Digital advertising association and research group say the new daily metric will finally give publishers and media buyer daily unique audience data across all devices

IAB Australia and Nielsen have officially taken the wrappers off their Digital Content Ratings scorecard, aimed at giving publishers, agencies and marketers daily digital audience data across all devices.

The latest metric follows the launch of a monthly Digital Ratings solution in March 2016, and represents the third piece of a three-step plan aimed at overhauling the way digital content is measured. IAB’s first step in conjunction with Nielsen was to launch a measurement view of Australian mobile and tablet audience data.

The latest daily metric combines Nielsen digital device panels with census-based measurement to provide media buyers and owners with a granular dataset that shows audience reach across both larger and smaller sites, as well as on and off platform, via browser and mobile apps. The mission behind the metric is to deliver a de-duplicated, cross-platform view of digital content audiences with a daily reporting frequency that’s independent and that also works harmoniously with other existing audience measurements, such as TV.

Key elements being used include demographic profiles, platforms being used and device types, operating systems and access methods. On top of this, Nielsen has built in people-based comparisons around audience, reach, frequency, and levels of interaction.

As a result, the metrics available via Digital Content Ratings include unique audience, reach, frequency, time spent, page views and video views, app launches and app sessions.

IAB CEO, Vijay Solanki, noted digital advertising now accounts for half of all media spend. With such emphasis being placed on the transparency and reliability of reporting data across digital channels, the latest daily solution will complement Nielsen’s existing digital Ad Ratings measurement and ensure consistency in the way digital content and advertising performance is perceived, he said.  

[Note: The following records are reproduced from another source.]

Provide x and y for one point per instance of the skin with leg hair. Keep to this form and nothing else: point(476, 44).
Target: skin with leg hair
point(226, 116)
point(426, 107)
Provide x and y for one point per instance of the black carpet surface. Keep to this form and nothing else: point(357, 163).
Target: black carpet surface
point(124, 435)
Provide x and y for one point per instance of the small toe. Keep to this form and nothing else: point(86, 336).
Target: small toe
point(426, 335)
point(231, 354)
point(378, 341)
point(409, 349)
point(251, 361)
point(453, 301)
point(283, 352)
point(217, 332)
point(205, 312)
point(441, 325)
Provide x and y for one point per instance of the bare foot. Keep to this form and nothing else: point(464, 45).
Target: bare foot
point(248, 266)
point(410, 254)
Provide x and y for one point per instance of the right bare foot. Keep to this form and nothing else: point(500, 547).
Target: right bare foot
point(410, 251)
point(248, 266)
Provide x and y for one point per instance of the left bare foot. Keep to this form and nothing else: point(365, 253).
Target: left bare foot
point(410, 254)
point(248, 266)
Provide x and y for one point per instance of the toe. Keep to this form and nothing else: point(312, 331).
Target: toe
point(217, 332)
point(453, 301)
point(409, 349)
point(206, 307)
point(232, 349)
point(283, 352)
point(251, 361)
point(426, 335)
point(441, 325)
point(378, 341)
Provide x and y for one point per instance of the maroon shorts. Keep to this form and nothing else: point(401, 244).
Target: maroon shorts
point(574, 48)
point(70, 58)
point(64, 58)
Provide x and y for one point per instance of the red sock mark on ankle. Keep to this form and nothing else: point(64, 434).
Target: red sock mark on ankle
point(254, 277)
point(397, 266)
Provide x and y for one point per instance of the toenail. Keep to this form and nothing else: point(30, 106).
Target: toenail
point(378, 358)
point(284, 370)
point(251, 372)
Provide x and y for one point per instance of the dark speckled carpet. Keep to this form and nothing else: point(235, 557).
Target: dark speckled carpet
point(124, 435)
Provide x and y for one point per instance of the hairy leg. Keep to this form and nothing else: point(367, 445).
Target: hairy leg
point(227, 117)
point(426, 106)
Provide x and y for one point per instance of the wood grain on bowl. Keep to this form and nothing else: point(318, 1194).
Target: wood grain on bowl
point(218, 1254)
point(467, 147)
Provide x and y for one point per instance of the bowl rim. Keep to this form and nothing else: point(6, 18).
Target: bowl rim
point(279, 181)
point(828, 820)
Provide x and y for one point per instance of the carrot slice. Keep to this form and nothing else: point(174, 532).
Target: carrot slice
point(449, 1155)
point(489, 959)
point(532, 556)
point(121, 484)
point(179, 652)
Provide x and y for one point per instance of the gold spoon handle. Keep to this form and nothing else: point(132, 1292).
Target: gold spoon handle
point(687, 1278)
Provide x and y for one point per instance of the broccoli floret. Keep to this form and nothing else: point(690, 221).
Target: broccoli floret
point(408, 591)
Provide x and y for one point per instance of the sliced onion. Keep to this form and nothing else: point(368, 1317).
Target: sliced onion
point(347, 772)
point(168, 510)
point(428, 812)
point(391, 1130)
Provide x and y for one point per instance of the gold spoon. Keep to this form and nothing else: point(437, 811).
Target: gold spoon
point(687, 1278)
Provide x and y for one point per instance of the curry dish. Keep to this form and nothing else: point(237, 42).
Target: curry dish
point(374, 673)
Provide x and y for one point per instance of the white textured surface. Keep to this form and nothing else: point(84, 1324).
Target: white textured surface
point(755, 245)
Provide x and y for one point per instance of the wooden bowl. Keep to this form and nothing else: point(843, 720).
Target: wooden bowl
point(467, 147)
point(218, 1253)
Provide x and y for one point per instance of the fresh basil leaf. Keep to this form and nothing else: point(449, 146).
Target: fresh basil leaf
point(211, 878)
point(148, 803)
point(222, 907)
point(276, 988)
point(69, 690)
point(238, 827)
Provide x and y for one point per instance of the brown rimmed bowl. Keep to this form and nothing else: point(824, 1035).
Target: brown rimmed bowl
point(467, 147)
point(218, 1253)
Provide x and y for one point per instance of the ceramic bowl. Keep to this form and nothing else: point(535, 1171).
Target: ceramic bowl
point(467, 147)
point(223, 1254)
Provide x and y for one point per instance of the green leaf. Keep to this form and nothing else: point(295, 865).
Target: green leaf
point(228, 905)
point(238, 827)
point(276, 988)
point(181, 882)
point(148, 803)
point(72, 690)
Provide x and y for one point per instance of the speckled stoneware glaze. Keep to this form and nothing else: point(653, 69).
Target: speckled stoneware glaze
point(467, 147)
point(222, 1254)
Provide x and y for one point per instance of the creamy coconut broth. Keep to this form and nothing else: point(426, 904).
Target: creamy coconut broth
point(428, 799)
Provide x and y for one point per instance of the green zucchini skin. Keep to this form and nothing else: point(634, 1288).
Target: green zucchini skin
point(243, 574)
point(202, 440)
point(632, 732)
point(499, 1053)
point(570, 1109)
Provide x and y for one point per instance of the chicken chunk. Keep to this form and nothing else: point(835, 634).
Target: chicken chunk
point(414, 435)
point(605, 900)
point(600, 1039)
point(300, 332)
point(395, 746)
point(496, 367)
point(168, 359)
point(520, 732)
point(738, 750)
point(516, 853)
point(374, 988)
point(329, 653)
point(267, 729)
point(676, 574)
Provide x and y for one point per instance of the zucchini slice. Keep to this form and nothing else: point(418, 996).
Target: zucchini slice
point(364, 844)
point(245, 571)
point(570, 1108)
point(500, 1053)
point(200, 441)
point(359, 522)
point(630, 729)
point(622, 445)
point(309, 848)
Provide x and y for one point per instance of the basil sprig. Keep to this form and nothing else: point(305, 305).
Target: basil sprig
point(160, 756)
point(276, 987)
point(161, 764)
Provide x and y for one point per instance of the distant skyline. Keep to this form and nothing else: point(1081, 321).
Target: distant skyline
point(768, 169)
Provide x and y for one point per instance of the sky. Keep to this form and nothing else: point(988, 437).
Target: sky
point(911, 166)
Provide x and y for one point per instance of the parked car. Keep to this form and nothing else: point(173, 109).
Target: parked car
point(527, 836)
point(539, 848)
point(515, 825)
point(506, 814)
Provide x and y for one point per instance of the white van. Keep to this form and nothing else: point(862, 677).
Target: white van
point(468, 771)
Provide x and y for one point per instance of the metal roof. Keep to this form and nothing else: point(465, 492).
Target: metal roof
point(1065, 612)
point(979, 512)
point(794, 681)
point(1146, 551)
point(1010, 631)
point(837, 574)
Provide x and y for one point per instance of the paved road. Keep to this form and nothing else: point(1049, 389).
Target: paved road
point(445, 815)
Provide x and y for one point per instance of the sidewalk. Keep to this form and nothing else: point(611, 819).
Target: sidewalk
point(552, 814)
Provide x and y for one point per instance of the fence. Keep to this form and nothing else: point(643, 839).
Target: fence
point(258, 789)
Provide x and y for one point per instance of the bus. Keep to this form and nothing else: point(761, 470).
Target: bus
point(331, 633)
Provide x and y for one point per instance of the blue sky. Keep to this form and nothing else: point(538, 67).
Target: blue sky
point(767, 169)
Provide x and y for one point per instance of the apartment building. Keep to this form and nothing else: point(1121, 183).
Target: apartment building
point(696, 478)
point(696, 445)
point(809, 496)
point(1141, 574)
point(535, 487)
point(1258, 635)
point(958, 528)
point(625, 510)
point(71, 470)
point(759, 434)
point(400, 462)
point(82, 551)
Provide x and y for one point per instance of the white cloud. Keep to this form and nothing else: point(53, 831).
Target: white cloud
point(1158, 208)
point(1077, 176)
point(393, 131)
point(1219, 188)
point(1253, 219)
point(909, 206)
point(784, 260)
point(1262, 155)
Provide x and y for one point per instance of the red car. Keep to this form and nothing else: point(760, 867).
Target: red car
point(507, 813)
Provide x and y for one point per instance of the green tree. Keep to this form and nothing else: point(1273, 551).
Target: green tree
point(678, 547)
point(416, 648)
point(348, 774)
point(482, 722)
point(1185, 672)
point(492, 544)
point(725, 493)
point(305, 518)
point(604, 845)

It also ties into IAB's plans to bring simplicity to digital advertising measurement.

“DCR is a game changer for the industry because it is daily, people-based and independent,” Solanki said. “It’s good for publishers and gives more precision to advertisers. It also helps create more transparency and more confidence for digital.”

It’s taken more than three years for the IAB to reach this measurement milestone, and comes six years after Nielsen launched its Online Ratings offering for measuring audiences across devices. The IAB originally partnered with Nielsen on the digital measurement overhaul in 2014, working together to identify a roadmap and metrics system that could more adequately gauge digital advertising success.

Nielsen’s head of Media Industry group, Monique Perry, said things had taken longer than both parties planned, with industry collaboration a key to finding the right metrics solution.

“The industry in this market is incredibly engaged and constantly scrutinising and challenging our digital audience measurement solution,” she said. “Every day our product and data science teams are innovating and building new technology solutions to best measure this complex and changing digital system. As a result, we now have a world-leading digital audience measurement solution, which the Australian industry should feel incredibly proud of.”

In order to be used, clients need to include a specific software development kit for Digital Content Ratings to gather digital activity on activated sources and tag relevant content. Data is then counted and calibrated against Nielsen’s digital panels and surveys, a process which helps the research group produce figures around de-duplicated audience reach, frequency and volume.

Nielsen said clients that choose not to activate the SDK can still be reported on via its panel-based measurement methodology, but at a monthly frequency only.

Commenting on the release, Nine’s chief digital and marketing officer, Alex Parsons, said the move to daily ratings represents an important milestone.

“It’s a clear sign of the increasing maturity of the Australian digital space,” he said. “With more demographic and visitation data, digital publishers will be more empowered than ever to better provide marketers and their agencies the data they require to make more informed choices about where they invest.”

Seven West Media chief digital officer, Clive Dickens, was similarly supportive of the new measurement offering.

“Digital Content Ratings responds to the constantly changing and increasingly complex online ecosystem,” he said. “Daily data is a game changer, and we are very much looking forward to seeing the inclusion of Seven West Media’s video in the coming period to add further independent measurement of our digital assets.”